The Miracle League began in the 1990s in Georgia as a baseball league for children with disabilities. The kids play on accessible fields and have special rules. The League now serves 200,000 children and young adults in 250 affiliate organizations throughout the world.

Teresa Hooper reads this column in the Grand Island (NY) Dispatch. Hooper had proposed an accessible playground for her city four years ago, but funding fell through. Her mother then introduced her to Fran McMahon, a restaurant co-owner who was raising four children with disabilities. Since then, Hooper and McMahon have been working overtime trying to start their own Miracle League.

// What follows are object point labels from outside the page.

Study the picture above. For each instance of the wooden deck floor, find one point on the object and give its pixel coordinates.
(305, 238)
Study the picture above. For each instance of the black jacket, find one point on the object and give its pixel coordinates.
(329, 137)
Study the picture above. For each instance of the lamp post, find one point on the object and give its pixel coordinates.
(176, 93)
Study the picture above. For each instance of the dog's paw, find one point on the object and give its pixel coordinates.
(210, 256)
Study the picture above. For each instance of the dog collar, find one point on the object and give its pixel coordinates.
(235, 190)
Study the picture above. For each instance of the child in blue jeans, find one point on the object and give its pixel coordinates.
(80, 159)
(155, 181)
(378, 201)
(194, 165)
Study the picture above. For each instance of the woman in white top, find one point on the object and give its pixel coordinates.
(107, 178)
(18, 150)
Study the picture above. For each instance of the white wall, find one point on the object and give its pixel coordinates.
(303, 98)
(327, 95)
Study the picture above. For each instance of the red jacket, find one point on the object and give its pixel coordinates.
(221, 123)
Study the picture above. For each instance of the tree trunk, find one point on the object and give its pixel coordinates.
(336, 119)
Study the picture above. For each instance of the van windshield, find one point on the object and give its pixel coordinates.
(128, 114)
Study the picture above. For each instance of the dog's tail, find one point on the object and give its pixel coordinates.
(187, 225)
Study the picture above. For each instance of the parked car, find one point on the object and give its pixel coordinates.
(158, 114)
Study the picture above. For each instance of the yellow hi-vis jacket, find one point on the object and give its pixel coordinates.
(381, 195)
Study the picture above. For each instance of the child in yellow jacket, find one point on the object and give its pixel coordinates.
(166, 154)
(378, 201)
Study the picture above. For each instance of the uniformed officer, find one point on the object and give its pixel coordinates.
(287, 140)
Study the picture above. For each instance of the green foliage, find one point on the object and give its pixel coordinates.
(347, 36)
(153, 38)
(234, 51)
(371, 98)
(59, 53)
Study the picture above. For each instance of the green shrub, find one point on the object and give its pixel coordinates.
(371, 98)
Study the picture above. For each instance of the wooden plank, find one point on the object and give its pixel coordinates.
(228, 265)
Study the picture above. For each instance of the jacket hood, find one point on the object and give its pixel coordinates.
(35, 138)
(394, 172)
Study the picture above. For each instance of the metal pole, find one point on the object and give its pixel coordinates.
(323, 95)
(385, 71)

Hooper’s connection to children with disabilities came through a relative. “My 10-year-old niece Ellie has a huge personality, one that can light up a room,” said 43-year-old Hooper in a telephone interview. “At her birth, doctors gave her only 20 minutes to live. She has only partial lung capacity on both sides of her lung and she uses a wheelchair. She is a miracle in itself.” Hooper has a 7-year-old son anxious to become a “buddy” by pairing up with Ellie or another child with disabilities during Miracle League games.

The Grand Island field should be ready by August 1. “The (accessible) field itself would cost $500,000 to build if we had to pay every penny,” she said, “but we have some extremely generous businesses donating machinery, time, and materials.” The Buffalo Sabres NHL hockey team and former players have donated $150,000. The Grand Island Lion’s Club provided a matching grant. Checks arrive almost daily. The national Miracle League organization has helped in many ways.

An accessible field is an absolute must. Kids with mobility disabilities and/or those using wheelchairs or walkers can’t move safely over dirt, grass, and bases. The Miracle has special rules, too. Every player bats and scores once each inning, the players are always safe, each player gets a “buddy” helper, and both teams win.

Her city has about 100 kids ready to play. She said, “We had a benefit dinner on March 12. Some parents brought their children just to introduce them to Miracle League. While watching the videos, many parents just sat there and cried. The kids want to play. My niece is so excited. Every couple days, she calls me to ask, “Has it started yet?”